Machine translation is another compelling application of NLP that is relevant in today’s globalized environment. The aim of this project would be to develop a system that automatically translates text from one human language to another. This could be accomplished using techniques such as neural machine translation and sequence-to-sequence modeling, both of which are essential components of modern NLP.

By working on a machine translation project, you will gain valuable experience in handling complex language structures, understanding contextual nuances, and refining the translation model to generate accurate results. In all these projects and applications, the common thread is that the learner is exposed to various NLP techniques and challenges within the context of a real-world problem.

This hands-on experience allows for a deeper understanding of NLP concepts and demonstrates a learner’s ability to apply their skills in practical situations.

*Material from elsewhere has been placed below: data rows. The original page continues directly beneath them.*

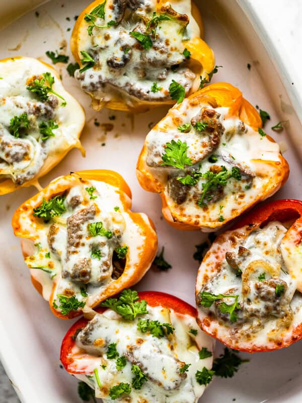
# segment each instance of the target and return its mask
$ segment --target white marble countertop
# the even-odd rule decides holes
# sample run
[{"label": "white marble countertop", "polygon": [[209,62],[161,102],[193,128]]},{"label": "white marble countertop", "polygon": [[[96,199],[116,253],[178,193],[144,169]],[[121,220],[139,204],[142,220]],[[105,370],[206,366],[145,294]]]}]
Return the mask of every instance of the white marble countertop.
[{"label": "white marble countertop", "polygon": [[[267,27],[268,35],[277,44],[283,57],[288,60],[295,84],[302,89],[302,76],[298,74],[302,65],[302,0],[246,1],[253,5],[259,19]],[[0,364],[0,403],[19,401]]]}]

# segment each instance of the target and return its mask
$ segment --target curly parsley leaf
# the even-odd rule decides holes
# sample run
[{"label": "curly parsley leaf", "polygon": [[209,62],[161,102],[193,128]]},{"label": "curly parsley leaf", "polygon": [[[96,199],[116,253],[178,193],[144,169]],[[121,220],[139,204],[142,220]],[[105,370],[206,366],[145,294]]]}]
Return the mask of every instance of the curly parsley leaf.
[{"label": "curly parsley leaf", "polygon": [[86,70],[88,70],[89,69],[91,69],[92,67],[94,66],[95,61],[89,53],[85,50],[81,50],[81,54],[83,56],[83,59],[81,59],[81,62],[82,64],[84,63],[86,63],[86,64],[79,70],[79,72],[80,73],[84,73],[84,72],[86,72]]},{"label": "curly parsley leaf", "polygon": [[191,52],[190,50],[188,50],[187,48],[186,48],[183,52],[183,54],[186,59],[189,59],[191,57]]},{"label": "curly parsley leaf", "polygon": [[235,372],[238,371],[239,365],[244,363],[249,362],[249,360],[242,360],[240,357],[231,352],[225,347],[224,354],[221,354],[218,358],[214,360],[212,369],[216,376],[221,378],[232,378]]},{"label": "curly parsley leaf", "polygon": [[33,215],[40,218],[44,218],[45,223],[48,222],[52,217],[59,217],[66,211],[64,204],[65,197],[58,195],[46,202],[43,197],[42,204],[34,209]]},{"label": "curly parsley leaf", "polygon": [[[54,83],[54,77],[49,73],[44,73],[42,75],[42,78],[36,78],[29,82],[26,89],[31,92],[36,94],[41,101],[47,101],[48,98],[48,93],[51,93],[64,101],[62,106],[66,104],[66,101],[63,97],[59,95],[52,89]],[[48,83],[48,85],[46,85]]]},{"label": "curly parsley leaf", "polygon": [[191,130],[191,123],[184,123],[183,124],[177,127],[177,130],[181,131],[182,133],[188,133]]},{"label": "curly parsley leaf", "polygon": [[95,188],[94,186],[91,186],[90,187],[85,187],[85,190],[86,190],[88,194],[90,196],[89,198],[90,200],[94,200],[98,197],[97,196],[93,195],[93,192],[96,190],[96,188]]},{"label": "curly parsley leaf", "polygon": [[180,169],[184,169],[186,165],[192,165],[192,161],[187,155],[189,148],[187,143],[178,140],[177,142],[171,140],[166,144],[165,153],[162,156],[162,165],[170,165]]},{"label": "curly parsley leaf", "polygon": [[187,372],[188,371],[189,371],[189,367],[192,364],[185,364],[185,365],[179,370],[180,373],[181,374],[184,374],[185,372]]},{"label": "curly parsley leaf", "polygon": [[111,343],[107,348],[106,352],[107,358],[109,360],[113,360],[117,358],[119,354],[116,350],[116,343]]},{"label": "curly parsley leaf", "polygon": [[283,130],[283,125],[282,125],[282,123],[283,123],[283,122],[282,122],[282,121],[278,122],[278,123],[276,124],[275,124],[274,126],[272,126],[272,127],[271,127],[271,129],[272,130],[275,130],[276,131],[279,131],[279,130],[281,131],[281,130]]},{"label": "curly parsley leaf", "polygon": [[116,248],[115,251],[119,259],[125,259],[128,252],[128,246],[120,246],[119,248]]},{"label": "curly parsley leaf", "polygon": [[207,79],[203,79],[202,76],[200,76],[200,85],[199,85],[199,88],[202,88],[205,84],[209,84],[213,78],[213,75],[218,72],[218,69],[220,67],[222,67],[222,66],[215,66],[211,72],[207,74],[208,76]]},{"label": "curly parsley leaf", "polygon": [[207,369],[205,367],[204,367],[202,371],[197,371],[196,372],[195,378],[199,385],[206,386],[211,382],[214,375],[215,372],[214,371]]},{"label": "curly parsley leaf", "polygon": [[195,186],[202,176],[202,174],[201,172],[198,171],[192,171],[189,175],[186,175],[183,177],[180,176],[177,179],[183,185]]},{"label": "curly parsley leaf", "polygon": [[106,230],[103,226],[103,223],[99,221],[97,223],[90,223],[88,224],[88,231],[92,236],[101,235],[105,236],[108,239],[112,238],[113,233],[111,231]]},{"label": "curly parsley leaf", "polygon": [[174,328],[170,323],[161,323],[159,320],[149,319],[138,319],[137,329],[142,333],[149,332],[154,337],[161,338],[173,334]]},{"label": "curly parsley leaf", "polygon": [[91,251],[91,257],[100,260],[102,257],[102,252],[99,249],[93,249]]},{"label": "curly parsley leaf", "polygon": [[126,357],[125,356],[122,356],[121,357],[119,357],[116,360],[115,366],[118,371],[120,371],[121,369],[122,369],[126,366],[126,364],[127,360],[126,359]]},{"label": "curly parsley leaf", "polygon": [[27,113],[25,112],[19,116],[14,116],[11,119],[9,130],[14,137],[18,138],[20,135],[21,128],[29,128],[30,123]]},{"label": "curly parsley leaf", "polygon": [[54,52],[47,50],[46,55],[51,59],[51,61],[54,64],[57,63],[68,63],[69,60],[69,56],[65,54],[59,54],[57,50],[55,51],[55,53]]},{"label": "curly parsley leaf", "polygon": [[56,124],[54,120],[50,119],[48,122],[41,122],[39,126],[40,134],[43,137],[41,138],[41,140],[47,140],[50,137],[54,137],[55,135],[52,131],[54,129],[57,129],[59,126]]},{"label": "curly parsley leaf", "polygon": [[169,87],[169,92],[171,99],[176,101],[177,104],[182,102],[185,98],[186,90],[184,87],[175,80],[172,80],[172,82]]},{"label": "curly parsley leaf", "polygon": [[84,308],[85,303],[84,301],[80,301],[77,298],[72,295],[72,297],[67,297],[61,294],[57,294],[59,299],[60,305],[56,304],[56,300],[54,300],[52,305],[55,309],[60,309],[61,313],[63,316],[68,315],[71,311],[77,311],[79,308]]},{"label": "curly parsley leaf", "polygon": [[66,67],[66,70],[70,77],[74,77],[76,71],[78,70],[79,69],[80,69],[79,63],[69,63]]},{"label": "curly parsley leaf", "polygon": [[264,127],[266,122],[270,119],[270,116],[267,112],[266,112],[265,110],[262,110],[262,109],[259,109],[259,114],[261,118],[262,125]]},{"label": "curly parsley leaf", "polygon": [[202,347],[200,351],[198,352],[199,355],[199,359],[204,360],[205,358],[208,358],[209,357],[212,357],[212,353],[209,351],[206,347]]},{"label": "curly parsley leaf", "polygon": [[205,308],[209,308],[215,301],[226,298],[238,298],[238,296],[224,295],[223,294],[218,294],[216,295],[207,291],[201,291],[199,293],[199,303]]},{"label": "curly parsley leaf", "polygon": [[153,45],[152,40],[147,34],[142,34],[140,32],[137,32],[136,31],[132,31],[129,33],[131,36],[140,42],[141,46],[146,50],[148,50],[152,47]]},{"label": "curly parsley leaf", "polygon": [[258,133],[261,136],[261,137],[265,137],[266,136],[265,132],[263,130],[261,127],[259,127],[258,129]]},{"label": "curly parsley leaf", "polygon": [[155,257],[152,263],[153,264],[157,266],[157,267],[162,272],[165,272],[168,269],[171,268],[172,267],[164,258],[164,252],[165,247],[163,246],[161,253]]},{"label": "curly parsley leaf", "polygon": [[196,122],[193,127],[198,131],[203,131],[206,128],[207,126],[207,123],[206,122]]},{"label": "curly parsley leaf", "polygon": [[134,375],[132,381],[132,386],[134,389],[140,389],[144,382],[147,379],[146,375],[143,373],[138,365],[135,365],[134,364],[132,364],[131,370]]},{"label": "curly parsley leaf", "polygon": [[162,87],[159,87],[156,83],[154,83],[151,86],[151,91],[152,92],[158,92],[162,88]]},{"label": "curly parsley leaf", "polygon": [[148,313],[146,302],[138,300],[137,292],[128,289],[122,291],[118,299],[108,298],[101,305],[117,312],[126,320],[133,320],[138,315]]},{"label": "curly parsley leaf", "polygon": [[283,284],[277,284],[275,289],[275,294],[277,297],[280,297],[281,294],[284,293],[284,286]]},{"label": "curly parsley leaf", "polygon": [[121,382],[109,390],[109,396],[113,400],[117,399],[123,394],[130,394],[131,387],[129,383]]},{"label": "curly parsley leaf", "polygon": [[92,398],[94,402],[96,403],[94,390],[85,382],[81,381],[78,384],[78,393],[83,401],[89,401]]},{"label": "curly parsley leaf", "polygon": [[232,323],[234,323],[238,317],[236,310],[240,309],[240,305],[238,302],[239,296],[233,295],[232,296],[235,298],[235,301],[233,304],[228,305],[225,302],[221,302],[218,305],[218,308],[221,313],[230,313],[230,320]]}]

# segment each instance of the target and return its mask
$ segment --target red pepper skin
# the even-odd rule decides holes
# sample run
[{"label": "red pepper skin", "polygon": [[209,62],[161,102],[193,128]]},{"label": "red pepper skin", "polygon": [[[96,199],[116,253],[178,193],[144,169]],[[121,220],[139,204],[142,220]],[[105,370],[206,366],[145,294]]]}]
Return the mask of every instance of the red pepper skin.
[{"label": "red pepper skin", "polygon": [[[199,293],[203,285],[209,281],[212,276],[217,273],[217,270],[220,267],[221,263],[225,258],[225,251],[229,251],[230,245],[232,243],[232,236],[226,235],[234,232],[234,238],[240,235],[242,239],[247,237],[250,233],[260,227],[264,227],[268,223],[277,221],[282,223],[288,221],[293,222],[287,230],[284,238],[290,240],[293,246],[299,245],[302,241],[302,201],[294,199],[283,199],[271,202],[264,205],[253,209],[246,214],[235,223],[231,230],[217,236],[212,246],[208,251],[200,265],[198,270],[196,280],[196,296]],[[227,244],[228,240],[231,241]],[[209,262],[208,260],[210,256],[215,256],[214,263]],[[213,259],[212,260],[213,262]],[[207,265],[206,270],[205,270]],[[298,284],[299,283],[298,283]],[[297,286],[301,288],[300,285]],[[298,291],[301,291],[299,289]],[[228,340],[219,336],[218,328],[220,326],[218,324],[216,319],[210,315],[202,312],[201,308],[198,309],[197,323],[201,328],[212,337],[214,337],[228,347],[241,351],[249,353],[262,352],[279,350],[288,347],[292,343],[302,339],[302,323],[296,325],[294,328],[288,328],[288,335],[286,339],[279,338],[274,342],[267,342],[259,345],[250,342],[250,346],[243,347],[240,342],[237,344],[230,337]],[[213,323],[217,322],[214,328]],[[290,333],[290,334],[289,334]]]},{"label": "red pepper skin", "polygon": [[[168,308],[179,315],[189,315],[195,317],[197,314],[197,311],[193,306],[169,294],[159,291],[143,291],[138,293],[138,296],[139,300],[143,299],[146,301],[147,304],[152,307],[161,306]],[[103,313],[106,309],[106,308],[99,307],[95,308],[95,310],[98,313]],[[64,367],[70,374],[84,373],[83,371],[76,371],[72,366],[73,360],[71,357],[71,350],[76,343],[72,337],[78,329],[85,327],[89,321],[89,319],[84,317],[79,319],[69,328],[62,342],[60,358]]]}]

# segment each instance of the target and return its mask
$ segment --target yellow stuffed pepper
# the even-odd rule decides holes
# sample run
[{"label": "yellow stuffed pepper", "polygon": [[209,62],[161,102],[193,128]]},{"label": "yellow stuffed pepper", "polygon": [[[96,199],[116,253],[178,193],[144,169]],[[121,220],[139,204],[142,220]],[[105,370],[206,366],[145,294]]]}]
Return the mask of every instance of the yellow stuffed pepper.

An image of a computer screen displaying different NLP projects such as sentiment analysis, chatbot development, machine translation, and customer support ticket analysis.

By exploring the various aspects of Natural Language Processing, from basic concepts to advanced methodologies, this essay has provided a strong foundation for anyone seeking to embark on a journey into the world of Natural Language Processing (NLP).

It is important to remember that continuous learning and experimentation will further enhance one’s skills and understanding. By embracing the potentially transformative power of NLP technologies and machine learning, enthusiasts and hobbyists can contribute towards finding innovative solutions to real-world challenges and shaping the future of NLP applications.